Paper Session 3: Presentation 3: System-Level Performance Modeling of a Sub-Wet Bulb Evaporative Chiller Coupled to a Microchannel Polymer Heat Exchanger for Residential Cooling Applications (AT-23-C009)

System-Level Performance Modeling of a Sub-Wet Bulb Evaporative Chiller Coupled to a Microchannel Polymer Heat Exchanger for Residential Cooling Applications (AT-23-C009)
Presenting Author: Emily Fricke, UC Davis, Davis, CA, USA
Author: Vinod Narayanan, Ph.D., UC Davis WCEC, Davis, CA, USA

Evaporative cooling technologies have the potential to dramatically reduce electrical energy consumption in hot and dry climates. A Sub-Wet bulb Evaporative Chiller (SWEC) can chill water to temperatures lower than wet bulb of outdoor air, making it desirable for cooling applications when compared to indirect evaporative coolers. Furthermore, the chilled water can be used as thermal storage for potential peak load reduction. However, the exiting water temperature from the SWEC is still significantly higher than that produced by a vapor compression unit. Hence, in order to effectively utilize this technology, it needs to be coupled with a high-effectiveness water-to-air heat exchanger.

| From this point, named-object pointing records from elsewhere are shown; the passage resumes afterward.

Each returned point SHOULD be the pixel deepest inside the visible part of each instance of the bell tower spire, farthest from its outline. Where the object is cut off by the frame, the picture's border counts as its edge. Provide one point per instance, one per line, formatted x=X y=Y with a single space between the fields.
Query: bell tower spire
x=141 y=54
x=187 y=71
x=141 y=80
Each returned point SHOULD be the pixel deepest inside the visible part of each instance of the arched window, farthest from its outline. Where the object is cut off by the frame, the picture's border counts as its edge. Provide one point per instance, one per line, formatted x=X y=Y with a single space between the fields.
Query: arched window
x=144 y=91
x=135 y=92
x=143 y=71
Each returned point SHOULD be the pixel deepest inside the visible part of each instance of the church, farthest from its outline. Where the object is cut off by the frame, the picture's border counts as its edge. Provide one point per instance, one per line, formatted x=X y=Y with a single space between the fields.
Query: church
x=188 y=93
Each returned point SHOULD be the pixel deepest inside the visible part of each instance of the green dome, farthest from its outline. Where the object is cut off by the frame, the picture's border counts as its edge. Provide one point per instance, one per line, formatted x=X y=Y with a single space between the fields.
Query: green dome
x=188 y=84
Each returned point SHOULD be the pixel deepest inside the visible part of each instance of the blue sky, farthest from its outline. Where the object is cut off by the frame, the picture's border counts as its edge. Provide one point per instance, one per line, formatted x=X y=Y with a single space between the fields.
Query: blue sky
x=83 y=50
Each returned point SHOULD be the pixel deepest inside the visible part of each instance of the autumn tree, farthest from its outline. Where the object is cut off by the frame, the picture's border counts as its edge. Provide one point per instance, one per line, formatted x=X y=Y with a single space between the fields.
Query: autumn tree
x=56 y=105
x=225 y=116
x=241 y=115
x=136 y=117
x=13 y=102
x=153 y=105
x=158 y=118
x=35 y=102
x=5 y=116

In this paper, a validated model of a SWEC, developed in prior work [1], is coupled with that of a counter-flow Microchannel Polymer Heat eXchanger (MPHX), currently being developed by the group [2]. The SWEC is able to achieve sub-wet bulb temperatures via the configuration of four evaporative media sections sandwiched in between four cross-flow air-to-air heat exchangers. Outdoor air enters each cross-flow heat exchanger and is sensibly pre-cooled by outgoing cooler, higher-humidity air flow from the adjacent evaporative medium before passing through evaporative media. An effectiveness- Number of Transfer Units approach is used to model the SWEC. A sectional model for the MPHX, which includes potential for condensation in the air stream along the heat exchanger length as it is cooled by the chilled water, is developed.

The two component-level models are coupled together to determine the system-level performance in a typical residential building located in different climate zones in California. Cooling loads for a two-story 2,400 square foot home were simulated using EnergyPlus to consider a scenario where the system was appropriately sized for the cooling loads. The performance of this system is compared against a baseline SEER 14 vapor compression unit with a finned tube evaporator coil in terms of unmet load and hours, electrical energy usage, and COP.

[1] Yang, Y., V. Narayanan, T. Pistochini, and T. Ross. 2021. An Experimentally-Validated Model of a Cross-Flow Sub-Wet Bulb Evaporative Chiller. ASME Journal of Thermal Science and Engineering Applications, 13(2):021006 (12 pages).

[2] Rasouli, E., E. Fricke, and V. Narayanan. 2022. High efficiency 3-D printed microchannel polymer heat exchangers for air conditioning applications. Science and Technology for the Built Environment, 28(3):289-306.

Learning Objectives:
• Describe the advantages and limitations of the sub-wet bulb evaporative water chiller and polymer heat exchanger.
• Explain the system-level impacts of varying flow parameters on the combined performance of the chiller and heat exchanger.